Se os seios têm um lugar fundamental na erotização do corpo da mulher é porque se encontram em destaque…
Ora, a sexualidade não é mais do que a fala deste corpo poliforme. O órgão sexual por excelência é aquele que nos garante a unidade corporal «dada a ver», a pele. E o que é um seio senão uma superfície de pele, com enervações extremamente condensadas e numerosas, sobretudo no mamilo, que o fazem tão receptivo?
A palavra seio, note-se antes de mais, provém do Latim «sinus», que possuía o significado de curvatura, volta ou bojo, e dizia-se, no vocabulário da marinharia, em referência a uma vela de navio ou a qualquer tecido enfunado pelo vento.

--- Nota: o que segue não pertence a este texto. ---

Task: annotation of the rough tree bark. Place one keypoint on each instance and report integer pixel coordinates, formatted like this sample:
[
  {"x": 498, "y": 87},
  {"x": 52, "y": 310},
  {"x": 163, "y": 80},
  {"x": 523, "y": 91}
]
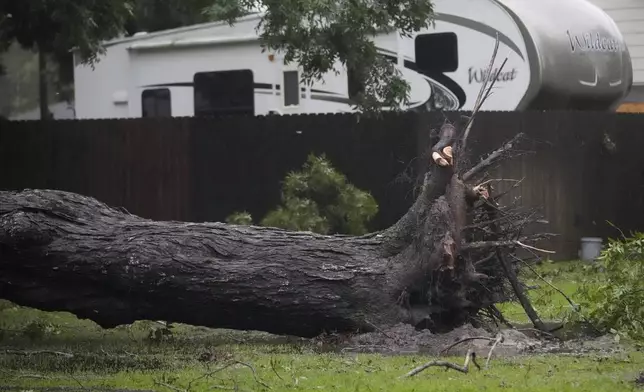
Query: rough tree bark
[
  {"x": 64, "y": 251},
  {"x": 440, "y": 264}
]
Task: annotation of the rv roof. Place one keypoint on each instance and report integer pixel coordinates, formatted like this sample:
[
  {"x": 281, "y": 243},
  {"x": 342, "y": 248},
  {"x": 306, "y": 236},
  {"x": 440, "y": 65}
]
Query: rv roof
[{"x": 162, "y": 33}]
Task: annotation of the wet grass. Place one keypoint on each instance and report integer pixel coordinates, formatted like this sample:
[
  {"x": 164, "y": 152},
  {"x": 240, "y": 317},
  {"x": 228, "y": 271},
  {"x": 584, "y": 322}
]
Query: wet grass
[
  {"x": 202, "y": 359},
  {"x": 550, "y": 304}
]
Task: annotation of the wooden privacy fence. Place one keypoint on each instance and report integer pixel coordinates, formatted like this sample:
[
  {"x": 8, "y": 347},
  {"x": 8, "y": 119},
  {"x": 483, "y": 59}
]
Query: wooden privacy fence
[{"x": 585, "y": 168}]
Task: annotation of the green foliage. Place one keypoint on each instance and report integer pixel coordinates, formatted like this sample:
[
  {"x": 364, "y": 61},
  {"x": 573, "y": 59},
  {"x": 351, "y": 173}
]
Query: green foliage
[
  {"x": 319, "y": 199},
  {"x": 52, "y": 26},
  {"x": 320, "y": 34},
  {"x": 612, "y": 298},
  {"x": 240, "y": 218}
]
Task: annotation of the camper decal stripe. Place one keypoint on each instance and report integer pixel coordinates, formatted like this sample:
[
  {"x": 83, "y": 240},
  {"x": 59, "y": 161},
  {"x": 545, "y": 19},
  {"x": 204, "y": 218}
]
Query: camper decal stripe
[
  {"x": 481, "y": 28},
  {"x": 445, "y": 80},
  {"x": 257, "y": 86}
]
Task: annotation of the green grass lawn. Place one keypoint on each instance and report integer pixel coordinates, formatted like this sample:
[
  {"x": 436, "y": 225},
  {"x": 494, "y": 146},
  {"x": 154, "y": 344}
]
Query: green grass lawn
[
  {"x": 124, "y": 357},
  {"x": 550, "y": 304}
]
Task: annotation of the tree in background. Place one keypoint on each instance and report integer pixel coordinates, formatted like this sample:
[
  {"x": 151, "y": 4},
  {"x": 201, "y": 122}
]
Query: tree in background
[
  {"x": 319, "y": 199},
  {"x": 317, "y": 34},
  {"x": 52, "y": 28}
]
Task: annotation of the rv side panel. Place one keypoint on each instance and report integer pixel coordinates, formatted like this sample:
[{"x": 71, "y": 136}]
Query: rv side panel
[{"x": 102, "y": 92}]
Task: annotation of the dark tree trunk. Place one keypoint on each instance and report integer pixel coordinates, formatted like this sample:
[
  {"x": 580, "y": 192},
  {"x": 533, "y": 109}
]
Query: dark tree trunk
[
  {"x": 63, "y": 251},
  {"x": 43, "y": 87}
]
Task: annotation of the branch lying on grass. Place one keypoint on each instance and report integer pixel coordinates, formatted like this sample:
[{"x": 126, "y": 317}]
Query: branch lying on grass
[
  {"x": 30, "y": 353},
  {"x": 471, "y": 355},
  {"x": 499, "y": 339},
  {"x": 570, "y": 301},
  {"x": 451, "y": 346}
]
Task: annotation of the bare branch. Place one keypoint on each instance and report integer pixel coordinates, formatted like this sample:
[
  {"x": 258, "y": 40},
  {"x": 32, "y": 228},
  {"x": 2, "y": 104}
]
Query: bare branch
[
  {"x": 492, "y": 158},
  {"x": 499, "y": 339},
  {"x": 471, "y": 355},
  {"x": 493, "y": 244},
  {"x": 39, "y": 352},
  {"x": 484, "y": 92},
  {"x": 446, "y": 349}
]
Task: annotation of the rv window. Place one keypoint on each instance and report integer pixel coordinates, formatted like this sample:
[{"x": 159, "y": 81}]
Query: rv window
[
  {"x": 224, "y": 92},
  {"x": 355, "y": 86},
  {"x": 291, "y": 88},
  {"x": 437, "y": 52},
  {"x": 156, "y": 103}
]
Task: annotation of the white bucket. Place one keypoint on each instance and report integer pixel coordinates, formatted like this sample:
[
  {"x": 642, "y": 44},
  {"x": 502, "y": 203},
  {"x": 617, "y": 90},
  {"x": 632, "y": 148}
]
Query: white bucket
[{"x": 590, "y": 248}]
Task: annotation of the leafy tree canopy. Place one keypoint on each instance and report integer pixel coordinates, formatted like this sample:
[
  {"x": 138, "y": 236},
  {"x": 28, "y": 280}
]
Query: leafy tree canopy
[
  {"x": 317, "y": 34},
  {"x": 59, "y": 25}
]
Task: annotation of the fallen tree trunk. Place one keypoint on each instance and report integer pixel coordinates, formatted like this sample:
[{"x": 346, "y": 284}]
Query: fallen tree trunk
[
  {"x": 63, "y": 251},
  {"x": 438, "y": 266}
]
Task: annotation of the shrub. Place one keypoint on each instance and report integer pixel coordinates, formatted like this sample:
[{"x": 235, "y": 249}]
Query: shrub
[
  {"x": 613, "y": 299},
  {"x": 319, "y": 199},
  {"x": 240, "y": 218}
]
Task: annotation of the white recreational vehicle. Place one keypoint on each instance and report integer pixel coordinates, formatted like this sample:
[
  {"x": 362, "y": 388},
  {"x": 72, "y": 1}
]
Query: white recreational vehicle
[{"x": 562, "y": 54}]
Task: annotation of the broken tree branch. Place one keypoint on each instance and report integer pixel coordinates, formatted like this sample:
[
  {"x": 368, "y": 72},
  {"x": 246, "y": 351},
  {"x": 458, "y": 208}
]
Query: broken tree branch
[
  {"x": 492, "y": 158},
  {"x": 451, "y": 346},
  {"x": 499, "y": 339},
  {"x": 470, "y": 356},
  {"x": 39, "y": 352}
]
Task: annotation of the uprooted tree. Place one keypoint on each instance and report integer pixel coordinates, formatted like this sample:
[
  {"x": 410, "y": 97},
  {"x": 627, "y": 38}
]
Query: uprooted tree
[{"x": 446, "y": 260}]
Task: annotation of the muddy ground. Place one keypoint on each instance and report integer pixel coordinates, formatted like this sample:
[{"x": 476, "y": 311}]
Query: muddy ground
[{"x": 404, "y": 339}]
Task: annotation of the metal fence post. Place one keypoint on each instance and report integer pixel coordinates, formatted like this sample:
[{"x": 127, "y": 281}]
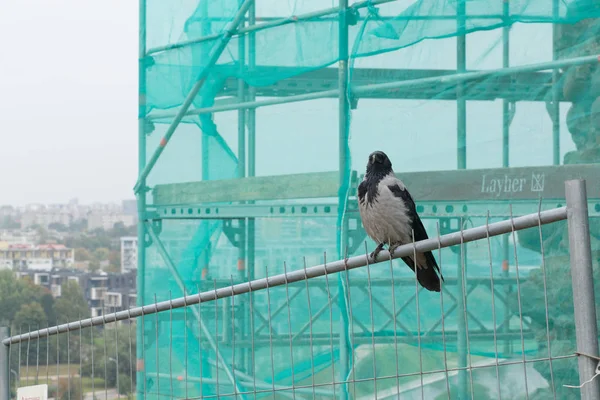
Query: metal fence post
[
  {"x": 582, "y": 278},
  {"x": 4, "y": 367}
]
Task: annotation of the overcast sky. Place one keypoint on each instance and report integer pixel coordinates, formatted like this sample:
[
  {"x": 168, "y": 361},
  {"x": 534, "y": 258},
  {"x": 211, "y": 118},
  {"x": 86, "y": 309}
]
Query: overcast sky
[
  {"x": 68, "y": 100},
  {"x": 68, "y": 106}
]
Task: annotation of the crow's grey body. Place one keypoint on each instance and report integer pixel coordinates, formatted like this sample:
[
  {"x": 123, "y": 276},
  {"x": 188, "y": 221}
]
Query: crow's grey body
[{"x": 389, "y": 216}]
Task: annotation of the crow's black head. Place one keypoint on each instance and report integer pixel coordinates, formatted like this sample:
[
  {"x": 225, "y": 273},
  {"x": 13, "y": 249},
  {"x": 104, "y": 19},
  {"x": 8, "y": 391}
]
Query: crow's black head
[{"x": 379, "y": 163}]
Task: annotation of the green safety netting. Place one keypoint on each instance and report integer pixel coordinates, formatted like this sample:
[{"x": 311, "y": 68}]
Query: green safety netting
[{"x": 548, "y": 116}]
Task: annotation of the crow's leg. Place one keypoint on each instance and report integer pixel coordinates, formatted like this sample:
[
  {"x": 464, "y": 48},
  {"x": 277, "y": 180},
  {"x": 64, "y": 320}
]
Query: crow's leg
[
  {"x": 376, "y": 251},
  {"x": 393, "y": 247}
]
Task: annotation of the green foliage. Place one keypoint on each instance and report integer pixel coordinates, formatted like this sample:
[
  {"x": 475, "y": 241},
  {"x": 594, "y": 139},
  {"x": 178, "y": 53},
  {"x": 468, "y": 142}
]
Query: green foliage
[
  {"x": 30, "y": 316},
  {"x": 47, "y": 303},
  {"x": 14, "y": 293},
  {"x": 69, "y": 389},
  {"x": 126, "y": 364}
]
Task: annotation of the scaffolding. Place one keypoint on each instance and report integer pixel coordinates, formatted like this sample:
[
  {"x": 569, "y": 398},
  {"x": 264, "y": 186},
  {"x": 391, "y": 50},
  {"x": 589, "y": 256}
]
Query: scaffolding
[{"x": 232, "y": 206}]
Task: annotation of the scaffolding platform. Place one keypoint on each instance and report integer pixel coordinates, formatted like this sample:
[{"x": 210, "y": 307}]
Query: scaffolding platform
[{"x": 519, "y": 86}]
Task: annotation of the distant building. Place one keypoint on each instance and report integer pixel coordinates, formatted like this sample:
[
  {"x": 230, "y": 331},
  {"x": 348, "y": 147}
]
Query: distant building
[
  {"x": 128, "y": 254},
  {"x": 104, "y": 292},
  {"x": 107, "y": 220},
  {"x": 45, "y": 217},
  {"x": 41, "y": 257},
  {"x": 129, "y": 207}
]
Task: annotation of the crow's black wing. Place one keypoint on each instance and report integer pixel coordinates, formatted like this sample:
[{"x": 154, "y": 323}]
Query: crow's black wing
[
  {"x": 417, "y": 225},
  {"x": 362, "y": 191}
]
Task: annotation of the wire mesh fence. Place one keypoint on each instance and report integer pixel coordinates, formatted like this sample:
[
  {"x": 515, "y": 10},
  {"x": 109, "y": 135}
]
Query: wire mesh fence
[{"x": 496, "y": 336}]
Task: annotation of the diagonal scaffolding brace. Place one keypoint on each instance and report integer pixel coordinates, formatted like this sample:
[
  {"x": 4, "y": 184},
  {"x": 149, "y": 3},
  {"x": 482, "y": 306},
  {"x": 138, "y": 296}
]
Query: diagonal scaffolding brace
[{"x": 167, "y": 259}]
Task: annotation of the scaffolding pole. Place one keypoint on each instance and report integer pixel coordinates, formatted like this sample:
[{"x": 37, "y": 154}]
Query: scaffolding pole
[
  {"x": 212, "y": 341},
  {"x": 461, "y": 163},
  {"x": 251, "y": 124},
  {"x": 389, "y": 86},
  {"x": 141, "y": 198},
  {"x": 344, "y": 135},
  {"x": 241, "y": 173},
  {"x": 506, "y": 121},
  {"x": 214, "y": 57},
  {"x": 253, "y": 28},
  {"x": 555, "y": 106}
]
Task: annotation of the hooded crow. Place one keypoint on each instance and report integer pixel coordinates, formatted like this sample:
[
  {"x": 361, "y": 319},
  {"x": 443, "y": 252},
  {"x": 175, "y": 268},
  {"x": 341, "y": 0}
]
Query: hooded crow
[{"x": 389, "y": 215}]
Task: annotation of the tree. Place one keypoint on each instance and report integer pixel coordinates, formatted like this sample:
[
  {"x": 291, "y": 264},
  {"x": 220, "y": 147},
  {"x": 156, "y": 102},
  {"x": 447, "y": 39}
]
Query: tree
[
  {"x": 117, "y": 343},
  {"x": 14, "y": 293},
  {"x": 30, "y": 317},
  {"x": 115, "y": 260},
  {"x": 71, "y": 305},
  {"x": 47, "y": 303},
  {"x": 93, "y": 266}
]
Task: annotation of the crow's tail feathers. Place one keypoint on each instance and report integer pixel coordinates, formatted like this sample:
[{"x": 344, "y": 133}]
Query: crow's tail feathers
[{"x": 427, "y": 277}]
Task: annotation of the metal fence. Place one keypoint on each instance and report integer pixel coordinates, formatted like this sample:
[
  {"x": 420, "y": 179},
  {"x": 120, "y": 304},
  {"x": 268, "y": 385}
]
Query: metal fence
[{"x": 105, "y": 346}]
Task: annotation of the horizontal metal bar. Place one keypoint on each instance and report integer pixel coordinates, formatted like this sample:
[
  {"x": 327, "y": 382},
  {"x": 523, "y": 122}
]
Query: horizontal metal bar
[
  {"x": 266, "y": 25},
  {"x": 385, "y": 337},
  {"x": 408, "y": 281},
  {"x": 426, "y": 209},
  {"x": 468, "y": 235},
  {"x": 226, "y": 211},
  {"x": 189, "y": 99},
  {"x": 389, "y": 86}
]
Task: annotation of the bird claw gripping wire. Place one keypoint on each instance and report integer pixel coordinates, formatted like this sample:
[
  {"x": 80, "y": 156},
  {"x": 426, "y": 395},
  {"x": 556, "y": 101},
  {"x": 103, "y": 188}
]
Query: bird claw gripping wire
[{"x": 596, "y": 372}]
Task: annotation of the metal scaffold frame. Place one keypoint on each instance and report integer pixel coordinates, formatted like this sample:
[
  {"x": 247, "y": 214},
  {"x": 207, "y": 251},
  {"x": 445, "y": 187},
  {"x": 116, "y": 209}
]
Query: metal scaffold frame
[{"x": 244, "y": 211}]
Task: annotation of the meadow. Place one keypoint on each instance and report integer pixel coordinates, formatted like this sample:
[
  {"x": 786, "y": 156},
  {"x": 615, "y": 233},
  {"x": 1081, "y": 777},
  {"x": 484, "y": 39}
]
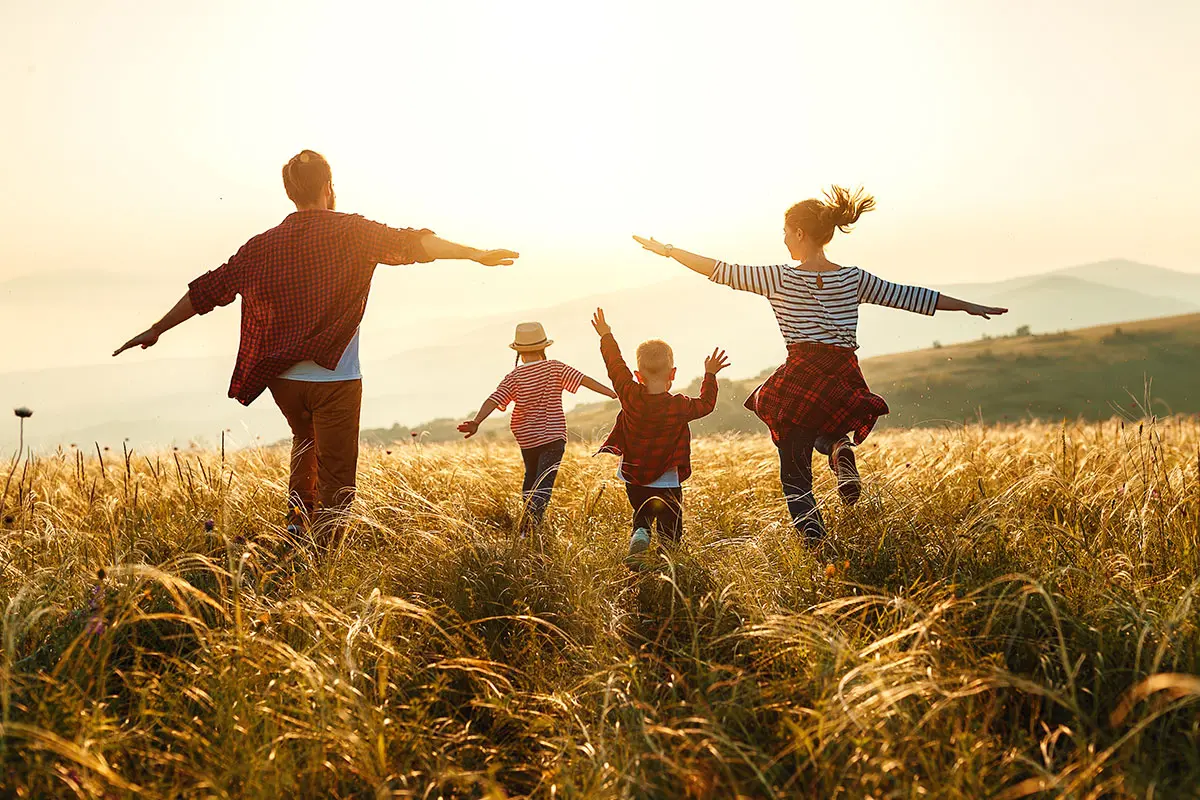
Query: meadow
[{"x": 1009, "y": 612}]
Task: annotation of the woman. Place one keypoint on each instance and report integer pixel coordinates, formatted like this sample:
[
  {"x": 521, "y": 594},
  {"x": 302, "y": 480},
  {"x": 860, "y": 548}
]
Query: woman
[{"x": 819, "y": 396}]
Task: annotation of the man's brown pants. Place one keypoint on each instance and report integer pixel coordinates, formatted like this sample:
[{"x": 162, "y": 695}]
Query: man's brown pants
[{"x": 324, "y": 420}]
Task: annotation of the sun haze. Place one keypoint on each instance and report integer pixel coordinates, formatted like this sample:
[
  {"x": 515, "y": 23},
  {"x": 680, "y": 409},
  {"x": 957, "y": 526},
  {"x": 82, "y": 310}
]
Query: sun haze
[{"x": 144, "y": 143}]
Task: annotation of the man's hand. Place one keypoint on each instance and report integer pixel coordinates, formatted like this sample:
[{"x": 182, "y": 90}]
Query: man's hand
[
  {"x": 143, "y": 340},
  {"x": 496, "y": 257},
  {"x": 987, "y": 312},
  {"x": 600, "y": 324},
  {"x": 715, "y": 362}
]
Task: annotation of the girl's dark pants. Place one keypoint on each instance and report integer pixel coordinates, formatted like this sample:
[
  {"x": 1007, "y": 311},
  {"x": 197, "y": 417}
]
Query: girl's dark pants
[
  {"x": 663, "y": 505},
  {"x": 796, "y": 475},
  {"x": 541, "y": 469}
]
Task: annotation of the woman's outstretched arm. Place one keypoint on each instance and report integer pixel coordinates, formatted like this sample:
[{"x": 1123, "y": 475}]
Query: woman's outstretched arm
[
  {"x": 695, "y": 263},
  {"x": 946, "y": 302}
]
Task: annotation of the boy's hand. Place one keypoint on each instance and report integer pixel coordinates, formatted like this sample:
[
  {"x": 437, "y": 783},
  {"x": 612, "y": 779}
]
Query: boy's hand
[
  {"x": 600, "y": 323},
  {"x": 715, "y": 362}
]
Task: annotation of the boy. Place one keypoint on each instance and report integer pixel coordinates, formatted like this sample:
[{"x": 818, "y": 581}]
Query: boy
[{"x": 651, "y": 433}]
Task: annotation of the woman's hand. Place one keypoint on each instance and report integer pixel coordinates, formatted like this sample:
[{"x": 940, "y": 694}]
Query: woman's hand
[
  {"x": 987, "y": 312},
  {"x": 654, "y": 246}
]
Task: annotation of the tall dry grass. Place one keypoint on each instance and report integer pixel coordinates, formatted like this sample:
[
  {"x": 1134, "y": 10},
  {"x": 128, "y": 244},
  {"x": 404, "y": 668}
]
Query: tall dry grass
[{"x": 1008, "y": 612}]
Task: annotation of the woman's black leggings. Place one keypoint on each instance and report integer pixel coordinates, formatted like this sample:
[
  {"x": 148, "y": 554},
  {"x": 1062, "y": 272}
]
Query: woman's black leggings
[
  {"x": 796, "y": 475},
  {"x": 541, "y": 469}
]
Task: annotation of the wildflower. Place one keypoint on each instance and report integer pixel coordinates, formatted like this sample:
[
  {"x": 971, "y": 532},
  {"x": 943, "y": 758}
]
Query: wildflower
[{"x": 96, "y": 625}]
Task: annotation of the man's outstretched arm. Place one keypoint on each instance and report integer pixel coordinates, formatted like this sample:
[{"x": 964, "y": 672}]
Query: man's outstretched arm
[
  {"x": 181, "y": 312},
  {"x": 437, "y": 247}
]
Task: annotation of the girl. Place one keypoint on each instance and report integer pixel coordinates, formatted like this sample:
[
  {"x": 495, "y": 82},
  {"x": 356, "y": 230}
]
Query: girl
[
  {"x": 538, "y": 422},
  {"x": 819, "y": 396}
]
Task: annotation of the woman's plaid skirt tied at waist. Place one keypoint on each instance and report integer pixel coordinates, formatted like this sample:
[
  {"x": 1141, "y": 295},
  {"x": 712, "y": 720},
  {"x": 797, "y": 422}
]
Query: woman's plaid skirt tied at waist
[{"x": 820, "y": 389}]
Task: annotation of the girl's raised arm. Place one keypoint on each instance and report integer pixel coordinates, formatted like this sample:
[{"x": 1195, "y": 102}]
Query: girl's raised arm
[
  {"x": 695, "y": 263},
  {"x": 598, "y": 388},
  {"x": 946, "y": 302}
]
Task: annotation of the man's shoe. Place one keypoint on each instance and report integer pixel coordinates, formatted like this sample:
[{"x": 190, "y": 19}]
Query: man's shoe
[
  {"x": 637, "y": 545},
  {"x": 841, "y": 462}
]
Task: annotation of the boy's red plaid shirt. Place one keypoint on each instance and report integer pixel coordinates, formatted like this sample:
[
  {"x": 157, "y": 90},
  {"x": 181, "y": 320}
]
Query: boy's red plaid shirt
[
  {"x": 820, "y": 389},
  {"x": 304, "y": 287},
  {"x": 651, "y": 433}
]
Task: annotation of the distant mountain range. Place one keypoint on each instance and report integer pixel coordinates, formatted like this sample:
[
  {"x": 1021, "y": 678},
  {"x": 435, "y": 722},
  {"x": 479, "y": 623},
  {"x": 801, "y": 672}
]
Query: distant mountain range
[
  {"x": 1125, "y": 371},
  {"x": 445, "y": 373}
]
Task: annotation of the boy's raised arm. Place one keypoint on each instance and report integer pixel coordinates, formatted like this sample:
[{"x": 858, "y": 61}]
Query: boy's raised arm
[
  {"x": 705, "y": 404},
  {"x": 618, "y": 371}
]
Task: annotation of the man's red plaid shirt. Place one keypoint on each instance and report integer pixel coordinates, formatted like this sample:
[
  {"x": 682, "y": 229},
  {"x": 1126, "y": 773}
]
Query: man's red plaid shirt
[
  {"x": 304, "y": 288},
  {"x": 651, "y": 433}
]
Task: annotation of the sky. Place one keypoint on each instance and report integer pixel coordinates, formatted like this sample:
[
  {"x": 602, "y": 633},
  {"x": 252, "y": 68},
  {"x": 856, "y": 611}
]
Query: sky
[{"x": 144, "y": 139}]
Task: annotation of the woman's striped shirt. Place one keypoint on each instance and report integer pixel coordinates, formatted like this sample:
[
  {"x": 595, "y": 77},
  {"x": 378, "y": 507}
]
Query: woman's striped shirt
[
  {"x": 537, "y": 390},
  {"x": 825, "y": 313}
]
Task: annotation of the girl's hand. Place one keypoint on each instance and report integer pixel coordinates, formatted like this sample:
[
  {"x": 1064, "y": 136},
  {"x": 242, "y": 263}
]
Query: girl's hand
[
  {"x": 715, "y": 362},
  {"x": 987, "y": 312},
  {"x": 600, "y": 324},
  {"x": 654, "y": 246}
]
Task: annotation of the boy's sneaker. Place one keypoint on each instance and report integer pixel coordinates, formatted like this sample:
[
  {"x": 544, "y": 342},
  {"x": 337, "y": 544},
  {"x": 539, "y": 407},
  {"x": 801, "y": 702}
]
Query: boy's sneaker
[
  {"x": 637, "y": 545},
  {"x": 841, "y": 462}
]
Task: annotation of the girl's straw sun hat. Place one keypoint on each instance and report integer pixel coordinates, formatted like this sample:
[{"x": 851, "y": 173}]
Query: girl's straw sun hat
[{"x": 529, "y": 338}]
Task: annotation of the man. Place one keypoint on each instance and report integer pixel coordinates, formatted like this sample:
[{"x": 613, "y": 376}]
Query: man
[{"x": 304, "y": 287}]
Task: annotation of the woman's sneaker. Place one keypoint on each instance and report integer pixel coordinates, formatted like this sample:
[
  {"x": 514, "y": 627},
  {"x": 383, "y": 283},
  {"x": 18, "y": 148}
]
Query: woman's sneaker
[
  {"x": 637, "y": 545},
  {"x": 841, "y": 462}
]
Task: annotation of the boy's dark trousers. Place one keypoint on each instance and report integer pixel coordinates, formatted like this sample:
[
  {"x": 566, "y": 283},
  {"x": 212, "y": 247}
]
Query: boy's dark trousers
[
  {"x": 541, "y": 470},
  {"x": 796, "y": 475},
  {"x": 661, "y": 505}
]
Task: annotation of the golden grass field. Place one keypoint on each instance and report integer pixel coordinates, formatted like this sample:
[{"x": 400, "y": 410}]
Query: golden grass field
[{"x": 1009, "y": 612}]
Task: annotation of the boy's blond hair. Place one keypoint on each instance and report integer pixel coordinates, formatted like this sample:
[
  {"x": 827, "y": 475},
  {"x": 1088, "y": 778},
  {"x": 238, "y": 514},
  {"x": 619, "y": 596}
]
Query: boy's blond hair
[{"x": 655, "y": 358}]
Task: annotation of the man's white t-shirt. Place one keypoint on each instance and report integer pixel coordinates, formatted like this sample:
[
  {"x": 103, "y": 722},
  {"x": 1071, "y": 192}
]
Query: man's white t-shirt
[{"x": 348, "y": 367}]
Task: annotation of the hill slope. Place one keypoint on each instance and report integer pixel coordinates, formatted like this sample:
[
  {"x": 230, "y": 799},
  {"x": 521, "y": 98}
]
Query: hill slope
[{"x": 1092, "y": 373}]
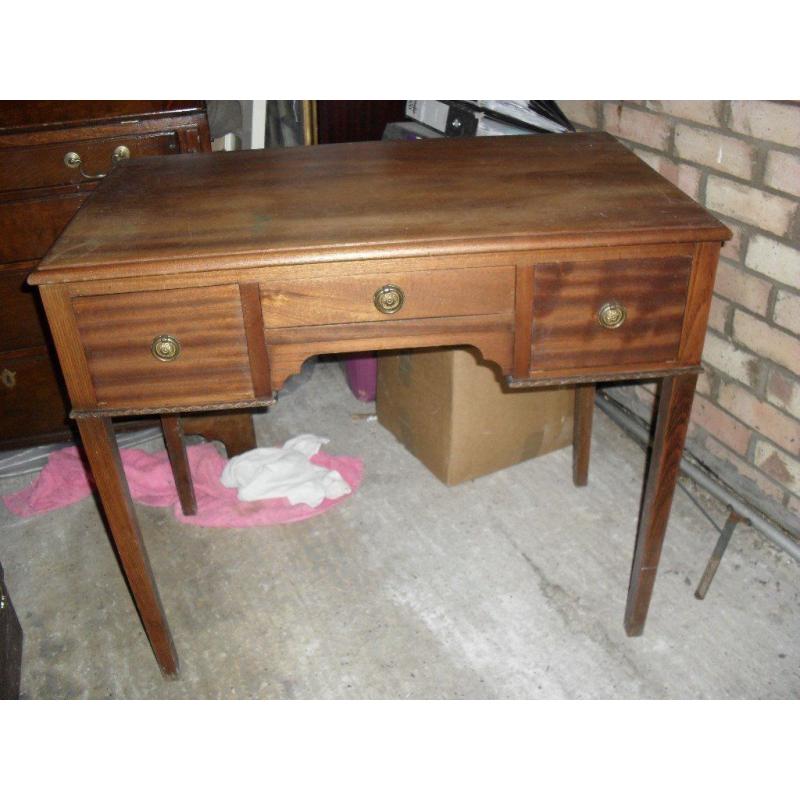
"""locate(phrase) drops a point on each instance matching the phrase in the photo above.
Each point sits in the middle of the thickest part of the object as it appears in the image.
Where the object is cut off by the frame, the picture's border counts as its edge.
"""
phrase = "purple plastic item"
(361, 370)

A verdade é que a nossa sociedade hipervaloriza o seio. É a herança cartesiana: temos a tendência para particularizar.
Depois acontecem os empolamentos e os fetichismos, e aí temos toda a máquina publicitária que utiliza os seios femininos para vender automóveis. Até no espectáculo político os seios entraram, com o fenómeno Cicciolina.
Em grande parte, tal é possível porque os seios já têm por si um carácter distintivo, mesmo na sua função «estratégica» natural. À semelhança de outras formas arredondadas e até do tom de voz, são um sinal contra-agonístico, inibidor de agressão, distinguindo o sexo feminino do masculino.
Enquanto as mamas dos primatas só estão tumefactas no período da aleitação, na espécie humana o volume do peito da mulher é permanente, pois esta deixou de ter as oscilações de ciclo sexual que têm as fêmeas de orangotangos e chimpanzés.